Acı veren ile canı acıyan aynı dünyanın vatandaşı değildir. Daha ötesi, aynı tarihin mirasçısı da değildir. Fiziksel anlamda aynı gezegenin içinde bulunan, ancak çok derin farklarla birbirinden ayrışan iki ayrı dünyadan söz etmek durumundayız. Birinin alamet-i fârikası masumiyet, diğerininki zulüm!
Herkes bir kimlik sahibi olmak, bir seçim yapmak, bir duruş ortaya koymak zorunda... Kim olduğunuz, nerede durduğunuz, neye taraf olduğunuz ne kadar 'insan' olduğunuzu da belirliyor çünkü.

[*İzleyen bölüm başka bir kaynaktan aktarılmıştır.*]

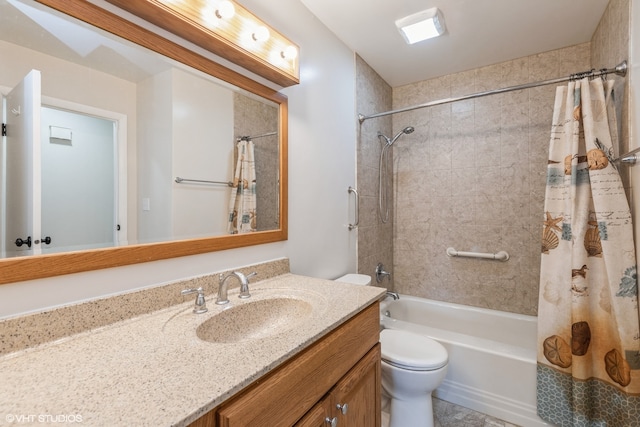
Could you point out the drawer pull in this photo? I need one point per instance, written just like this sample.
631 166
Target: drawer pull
333 422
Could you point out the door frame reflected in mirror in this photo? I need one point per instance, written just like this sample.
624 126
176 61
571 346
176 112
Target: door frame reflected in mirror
41 266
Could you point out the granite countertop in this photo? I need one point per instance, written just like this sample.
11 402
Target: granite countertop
154 370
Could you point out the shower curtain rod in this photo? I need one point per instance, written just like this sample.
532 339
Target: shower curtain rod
620 69
247 138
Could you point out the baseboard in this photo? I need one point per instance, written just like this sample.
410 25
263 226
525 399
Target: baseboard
504 408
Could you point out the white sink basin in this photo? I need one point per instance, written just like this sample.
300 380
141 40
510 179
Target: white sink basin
254 320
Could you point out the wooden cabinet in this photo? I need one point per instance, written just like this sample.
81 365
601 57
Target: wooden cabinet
354 401
342 367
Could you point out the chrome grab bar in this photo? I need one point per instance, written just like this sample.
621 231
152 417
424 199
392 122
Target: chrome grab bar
354 191
498 256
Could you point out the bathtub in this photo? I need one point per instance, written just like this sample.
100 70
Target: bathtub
492 354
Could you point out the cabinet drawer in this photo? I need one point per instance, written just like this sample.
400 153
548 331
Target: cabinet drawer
286 394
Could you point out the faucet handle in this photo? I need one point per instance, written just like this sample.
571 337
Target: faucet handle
200 304
244 285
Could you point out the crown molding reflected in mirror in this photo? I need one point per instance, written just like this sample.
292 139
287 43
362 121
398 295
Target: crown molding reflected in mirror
41 266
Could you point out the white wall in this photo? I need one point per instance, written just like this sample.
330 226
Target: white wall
322 134
202 149
78 182
634 114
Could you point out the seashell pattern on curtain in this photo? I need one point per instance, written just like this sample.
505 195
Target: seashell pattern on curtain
588 326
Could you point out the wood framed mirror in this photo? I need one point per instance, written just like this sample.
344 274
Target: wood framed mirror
21 268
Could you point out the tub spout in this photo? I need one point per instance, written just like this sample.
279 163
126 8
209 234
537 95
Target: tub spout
381 273
393 295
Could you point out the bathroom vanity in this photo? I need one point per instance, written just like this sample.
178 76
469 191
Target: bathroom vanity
305 352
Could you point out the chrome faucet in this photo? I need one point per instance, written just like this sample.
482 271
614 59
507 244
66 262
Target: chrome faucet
393 295
244 286
381 273
200 305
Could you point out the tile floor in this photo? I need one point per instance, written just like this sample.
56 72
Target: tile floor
450 415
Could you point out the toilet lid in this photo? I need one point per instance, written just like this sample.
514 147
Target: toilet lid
412 351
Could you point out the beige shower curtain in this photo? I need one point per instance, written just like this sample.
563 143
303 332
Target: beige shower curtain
242 202
588 329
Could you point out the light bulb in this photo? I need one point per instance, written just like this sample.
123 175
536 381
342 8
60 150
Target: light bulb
289 53
261 34
225 10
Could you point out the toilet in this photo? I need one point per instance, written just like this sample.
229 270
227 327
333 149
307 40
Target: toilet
413 366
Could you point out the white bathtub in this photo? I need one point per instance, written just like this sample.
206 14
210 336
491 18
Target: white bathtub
492 354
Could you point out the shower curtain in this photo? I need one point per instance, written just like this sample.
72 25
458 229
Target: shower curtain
588 328
242 202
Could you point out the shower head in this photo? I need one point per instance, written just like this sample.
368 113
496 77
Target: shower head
390 141
405 131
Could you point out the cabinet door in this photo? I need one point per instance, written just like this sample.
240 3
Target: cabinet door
318 416
356 397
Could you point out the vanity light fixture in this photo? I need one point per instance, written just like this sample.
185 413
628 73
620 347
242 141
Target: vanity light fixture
422 25
227 29
261 34
290 52
225 10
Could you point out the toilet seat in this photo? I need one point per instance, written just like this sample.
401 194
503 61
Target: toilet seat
407 350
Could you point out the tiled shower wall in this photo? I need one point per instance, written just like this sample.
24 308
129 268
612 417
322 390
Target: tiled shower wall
472 175
375 239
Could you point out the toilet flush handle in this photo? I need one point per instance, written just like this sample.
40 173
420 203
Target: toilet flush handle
333 422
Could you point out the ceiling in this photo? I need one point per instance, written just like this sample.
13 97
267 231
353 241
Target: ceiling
478 32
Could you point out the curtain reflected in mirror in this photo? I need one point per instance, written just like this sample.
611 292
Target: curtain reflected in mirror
116 125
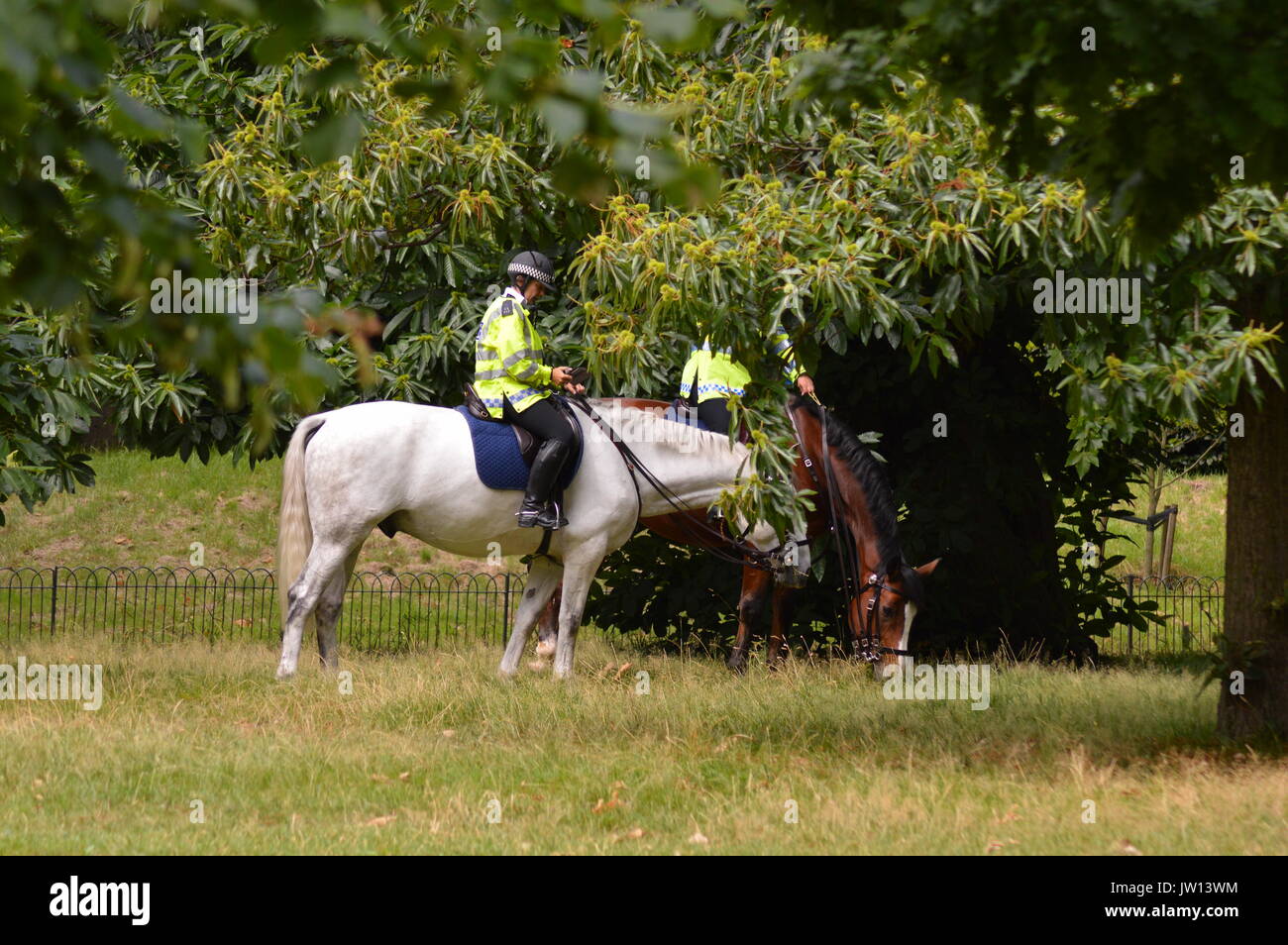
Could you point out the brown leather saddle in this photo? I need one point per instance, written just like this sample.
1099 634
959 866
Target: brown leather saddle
528 445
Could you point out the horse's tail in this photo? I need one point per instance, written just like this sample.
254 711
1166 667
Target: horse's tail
294 529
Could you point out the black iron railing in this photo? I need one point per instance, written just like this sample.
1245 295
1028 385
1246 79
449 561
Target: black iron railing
382 610
1192 609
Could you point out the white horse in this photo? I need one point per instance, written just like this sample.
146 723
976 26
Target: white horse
351 469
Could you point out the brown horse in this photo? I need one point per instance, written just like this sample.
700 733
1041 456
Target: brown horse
888 591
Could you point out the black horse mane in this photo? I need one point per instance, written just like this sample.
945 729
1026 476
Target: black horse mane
876 489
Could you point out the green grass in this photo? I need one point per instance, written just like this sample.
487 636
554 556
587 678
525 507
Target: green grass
1199 545
411 760
149 512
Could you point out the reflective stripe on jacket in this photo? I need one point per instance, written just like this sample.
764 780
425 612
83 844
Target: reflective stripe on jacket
719 374
507 357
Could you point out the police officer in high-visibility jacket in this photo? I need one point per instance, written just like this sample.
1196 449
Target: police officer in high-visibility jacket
515 385
717 377
709 377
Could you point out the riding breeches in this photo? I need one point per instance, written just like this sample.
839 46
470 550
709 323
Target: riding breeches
542 420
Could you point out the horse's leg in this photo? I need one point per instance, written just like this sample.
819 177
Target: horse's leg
548 627
542 579
329 613
751 605
326 561
785 604
578 577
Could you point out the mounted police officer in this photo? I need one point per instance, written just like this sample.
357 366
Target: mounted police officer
709 377
515 386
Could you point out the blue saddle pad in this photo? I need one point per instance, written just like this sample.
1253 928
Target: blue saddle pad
674 415
497 459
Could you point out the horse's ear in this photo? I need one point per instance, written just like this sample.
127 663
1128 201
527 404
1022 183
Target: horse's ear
928 568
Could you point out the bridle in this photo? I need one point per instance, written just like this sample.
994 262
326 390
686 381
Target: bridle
868 647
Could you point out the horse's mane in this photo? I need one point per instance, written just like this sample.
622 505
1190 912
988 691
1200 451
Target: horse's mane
703 439
876 489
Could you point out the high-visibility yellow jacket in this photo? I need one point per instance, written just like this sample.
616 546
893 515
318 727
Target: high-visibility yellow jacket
507 357
719 374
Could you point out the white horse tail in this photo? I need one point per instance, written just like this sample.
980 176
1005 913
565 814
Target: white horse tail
294 529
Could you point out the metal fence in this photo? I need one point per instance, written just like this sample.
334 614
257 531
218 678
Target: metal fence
389 612
1192 608
381 610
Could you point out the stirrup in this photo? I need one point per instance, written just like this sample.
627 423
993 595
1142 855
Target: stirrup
552 516
529 515
793 563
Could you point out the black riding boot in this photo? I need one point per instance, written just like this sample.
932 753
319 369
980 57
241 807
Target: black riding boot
537 510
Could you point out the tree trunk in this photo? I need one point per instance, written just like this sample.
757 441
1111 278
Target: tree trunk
1256 566
1153 490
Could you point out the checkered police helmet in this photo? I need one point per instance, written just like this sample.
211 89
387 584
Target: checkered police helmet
533 265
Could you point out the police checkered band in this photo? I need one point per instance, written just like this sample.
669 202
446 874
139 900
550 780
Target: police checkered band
532 271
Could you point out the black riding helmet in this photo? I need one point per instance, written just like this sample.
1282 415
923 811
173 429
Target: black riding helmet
535 266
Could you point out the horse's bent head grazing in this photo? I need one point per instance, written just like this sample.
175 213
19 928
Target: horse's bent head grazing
883 613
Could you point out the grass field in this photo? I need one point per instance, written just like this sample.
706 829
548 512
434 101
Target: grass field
703 764
149 511
1199 546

'Dünya vatandaşlığı' gibi kaypak, ne idüğü belirsiz birtakım kavramların bir meşruiyeti yok. Bu tür kavramlar bir kimliğe değil, insanlığa sinsice giydirilmeye çalışılan bir kimliksizliğe götürüyor yanına yaklaşanları. İcat edenler, bu tür sinsice kelime oyunlarıyla kendi çirkin kimliklerini örtmeye, belirsizleştirmeye, kabul edilebilir hale getirmeye çalışıyor. Binlerce kilometre öteden bomba kusan savaş makineleri göndererek şehirleri içindekilerle birlikte yok etmekte zerre kadar tereddüt etmeyenlerin ve bu kahpeliğe ses çıkarmayanların insanlığıyla, o şehirlerin canları pahasına sahiplenen ve özgürce yaşamak dışında bir muradı olmayanların insanlığı asla ortak bir kavramın içinde bir araya getirilemez. Bu güvercinle tilkiyi aynı kümese kapatmak gibi bir şey olur!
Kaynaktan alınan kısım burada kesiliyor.